One of the major things to keep in mind while studying Luke is that he seems to have a heavy-handed agenda to emphasize the aspect of Jesus’ teaching that elevated the poor and outcast of society out of the social quagmire and onto equal footing with the rich and the “healthy.” In this section we see that the rich and healthy rejected God’s invitation and that the poor, the sick, and the little children were the ones who God really wanted at His banquet. The Kingdom of God is the great equalizer.

Approaching Jerusalem

As Jesus approaches Jerusalem, the account of the blind man and the account of Zaccheus are told. These stories are told in order to contrast the true Kingdom of God with the Kingdom of Man. Inside the walls of Jerusalem lived the “wise” men of Israel, the keepers of the Law, the enlightened ones. Supposedly these men were the caretakers of God’s Kingdom, of God’s Vineyard. Jesus knew their hearts,

though, and He knew that they would reject the true Kingdom of God when it was presented to them in living color. Here, however, in the lives of a blind man and a wretched tax collector, were the true members of God’s Kingdom. Jesus didn’t want resumes and money and knowledge and prestige.
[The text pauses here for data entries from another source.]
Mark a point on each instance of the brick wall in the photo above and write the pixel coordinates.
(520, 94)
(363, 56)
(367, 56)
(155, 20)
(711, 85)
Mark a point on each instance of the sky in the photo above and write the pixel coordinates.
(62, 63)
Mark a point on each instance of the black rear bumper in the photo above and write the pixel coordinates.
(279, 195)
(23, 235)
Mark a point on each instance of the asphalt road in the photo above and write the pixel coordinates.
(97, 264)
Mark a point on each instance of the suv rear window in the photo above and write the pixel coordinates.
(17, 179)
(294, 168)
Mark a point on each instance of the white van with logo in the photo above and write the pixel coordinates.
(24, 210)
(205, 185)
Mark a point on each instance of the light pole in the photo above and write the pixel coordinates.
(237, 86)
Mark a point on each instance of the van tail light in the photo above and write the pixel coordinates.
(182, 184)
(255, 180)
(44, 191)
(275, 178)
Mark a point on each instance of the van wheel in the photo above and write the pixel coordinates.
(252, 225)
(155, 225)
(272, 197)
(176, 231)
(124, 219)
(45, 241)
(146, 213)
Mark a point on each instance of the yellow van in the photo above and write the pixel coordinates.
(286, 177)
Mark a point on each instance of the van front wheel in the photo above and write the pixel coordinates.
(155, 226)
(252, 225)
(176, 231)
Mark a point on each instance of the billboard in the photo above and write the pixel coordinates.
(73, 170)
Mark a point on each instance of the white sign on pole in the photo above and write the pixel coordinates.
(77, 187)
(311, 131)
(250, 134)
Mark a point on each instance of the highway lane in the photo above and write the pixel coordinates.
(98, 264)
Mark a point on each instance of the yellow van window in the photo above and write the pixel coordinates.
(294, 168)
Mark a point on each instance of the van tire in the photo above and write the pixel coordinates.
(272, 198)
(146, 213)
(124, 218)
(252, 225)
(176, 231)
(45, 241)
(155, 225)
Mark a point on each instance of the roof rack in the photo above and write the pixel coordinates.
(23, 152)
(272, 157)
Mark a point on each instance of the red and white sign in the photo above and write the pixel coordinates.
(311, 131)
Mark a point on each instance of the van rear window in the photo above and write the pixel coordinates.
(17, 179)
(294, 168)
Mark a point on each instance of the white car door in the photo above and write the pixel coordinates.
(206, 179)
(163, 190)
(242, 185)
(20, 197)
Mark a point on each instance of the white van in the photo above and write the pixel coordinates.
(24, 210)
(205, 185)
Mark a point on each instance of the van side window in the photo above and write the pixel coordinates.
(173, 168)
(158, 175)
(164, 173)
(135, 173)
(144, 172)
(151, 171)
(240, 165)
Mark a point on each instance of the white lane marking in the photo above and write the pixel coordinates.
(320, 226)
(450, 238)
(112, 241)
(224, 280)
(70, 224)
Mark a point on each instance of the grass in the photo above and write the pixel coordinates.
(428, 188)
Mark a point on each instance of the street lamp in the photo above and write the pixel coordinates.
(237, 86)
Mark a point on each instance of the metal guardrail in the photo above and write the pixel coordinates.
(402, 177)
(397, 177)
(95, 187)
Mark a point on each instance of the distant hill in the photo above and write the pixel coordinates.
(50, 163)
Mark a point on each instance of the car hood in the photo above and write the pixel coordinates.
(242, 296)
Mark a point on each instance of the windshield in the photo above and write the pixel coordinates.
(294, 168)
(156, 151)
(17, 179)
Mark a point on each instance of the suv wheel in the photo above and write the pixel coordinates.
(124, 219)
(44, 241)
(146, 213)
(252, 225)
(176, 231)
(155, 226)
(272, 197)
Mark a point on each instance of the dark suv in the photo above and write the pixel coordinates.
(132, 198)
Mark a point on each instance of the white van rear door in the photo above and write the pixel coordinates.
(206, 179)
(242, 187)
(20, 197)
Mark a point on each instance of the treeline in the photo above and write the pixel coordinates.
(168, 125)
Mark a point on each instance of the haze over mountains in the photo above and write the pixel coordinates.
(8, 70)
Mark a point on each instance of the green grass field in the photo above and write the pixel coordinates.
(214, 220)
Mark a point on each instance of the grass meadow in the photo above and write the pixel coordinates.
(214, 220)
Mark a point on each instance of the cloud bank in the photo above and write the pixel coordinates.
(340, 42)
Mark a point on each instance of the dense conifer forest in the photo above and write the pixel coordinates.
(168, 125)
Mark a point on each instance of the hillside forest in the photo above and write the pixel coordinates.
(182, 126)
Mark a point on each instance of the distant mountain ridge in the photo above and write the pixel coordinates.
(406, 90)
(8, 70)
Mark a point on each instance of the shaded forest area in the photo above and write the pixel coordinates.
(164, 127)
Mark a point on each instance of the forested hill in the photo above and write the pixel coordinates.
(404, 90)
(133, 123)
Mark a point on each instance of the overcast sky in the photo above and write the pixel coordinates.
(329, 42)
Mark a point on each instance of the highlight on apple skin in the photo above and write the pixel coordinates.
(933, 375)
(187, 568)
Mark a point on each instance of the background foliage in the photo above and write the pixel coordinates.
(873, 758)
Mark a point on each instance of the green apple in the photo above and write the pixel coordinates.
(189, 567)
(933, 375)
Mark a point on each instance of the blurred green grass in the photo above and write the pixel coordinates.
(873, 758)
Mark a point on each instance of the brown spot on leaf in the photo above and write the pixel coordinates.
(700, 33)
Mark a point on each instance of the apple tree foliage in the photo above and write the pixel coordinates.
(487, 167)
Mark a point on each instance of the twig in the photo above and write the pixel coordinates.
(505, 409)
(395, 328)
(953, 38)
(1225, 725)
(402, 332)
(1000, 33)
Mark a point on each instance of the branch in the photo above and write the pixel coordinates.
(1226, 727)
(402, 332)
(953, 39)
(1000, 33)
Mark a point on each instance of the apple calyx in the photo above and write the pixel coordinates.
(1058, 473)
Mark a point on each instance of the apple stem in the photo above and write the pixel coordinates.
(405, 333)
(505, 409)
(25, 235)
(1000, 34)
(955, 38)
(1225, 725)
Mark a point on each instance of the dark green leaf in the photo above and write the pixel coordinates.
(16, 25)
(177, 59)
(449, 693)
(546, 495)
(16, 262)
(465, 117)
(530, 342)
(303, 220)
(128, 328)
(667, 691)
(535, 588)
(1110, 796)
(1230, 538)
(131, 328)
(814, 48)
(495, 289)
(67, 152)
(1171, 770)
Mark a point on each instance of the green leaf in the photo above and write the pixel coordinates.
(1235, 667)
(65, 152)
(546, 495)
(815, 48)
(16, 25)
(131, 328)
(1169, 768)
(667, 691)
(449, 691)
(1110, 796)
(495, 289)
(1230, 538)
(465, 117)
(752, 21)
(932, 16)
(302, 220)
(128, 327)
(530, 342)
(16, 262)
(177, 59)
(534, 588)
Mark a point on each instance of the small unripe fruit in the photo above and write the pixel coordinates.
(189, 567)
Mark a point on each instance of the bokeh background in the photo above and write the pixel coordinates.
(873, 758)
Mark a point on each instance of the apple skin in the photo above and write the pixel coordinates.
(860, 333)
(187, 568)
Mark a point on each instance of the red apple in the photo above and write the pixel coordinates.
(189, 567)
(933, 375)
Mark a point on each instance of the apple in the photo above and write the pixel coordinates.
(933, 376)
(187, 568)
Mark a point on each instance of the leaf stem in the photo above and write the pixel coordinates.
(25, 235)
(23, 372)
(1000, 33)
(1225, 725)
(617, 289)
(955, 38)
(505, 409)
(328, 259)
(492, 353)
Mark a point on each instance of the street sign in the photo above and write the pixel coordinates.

These things would not get a person into the Kingdom of God. Jesus wanted broken and repentant hearts. As He healed the blind man and ate a meal with Zacheus, He was demonstrating what the Kingdom of God is all about.

Clash of the Titans

Once inside the walls of Jerusalem things changed. The fickle crowd greeted Him with shouts of “Hosanna” and great expectations of a New Kingdom being established that would rid them of the Romans, but soon they would turn on Him to have Him killed. The Pharisees laid traps for Him and tried to defeat Him until they eventually, through treachery and lies, dragged Him to his execution.

In this section, Jesus bravely squares off with elders of Jerusalem and condemns them for being arrogant, blind, self-serving leaders who heaped burdens on the backs of God’s people and kept the Kingdom of God out.

The Hero’s Victory

In the final section, Jesus sets the world on its ear. Instead of valiantly fighting His way to the top, He humbly submitted to the curses and torture of unrighteous men and allowed Himself to be executed. Through this selfless act, the power of sin and death was once and for all defeated, the curtain dividing men from God was ripped in two, and the true Kingdom of God was unleashed on the world.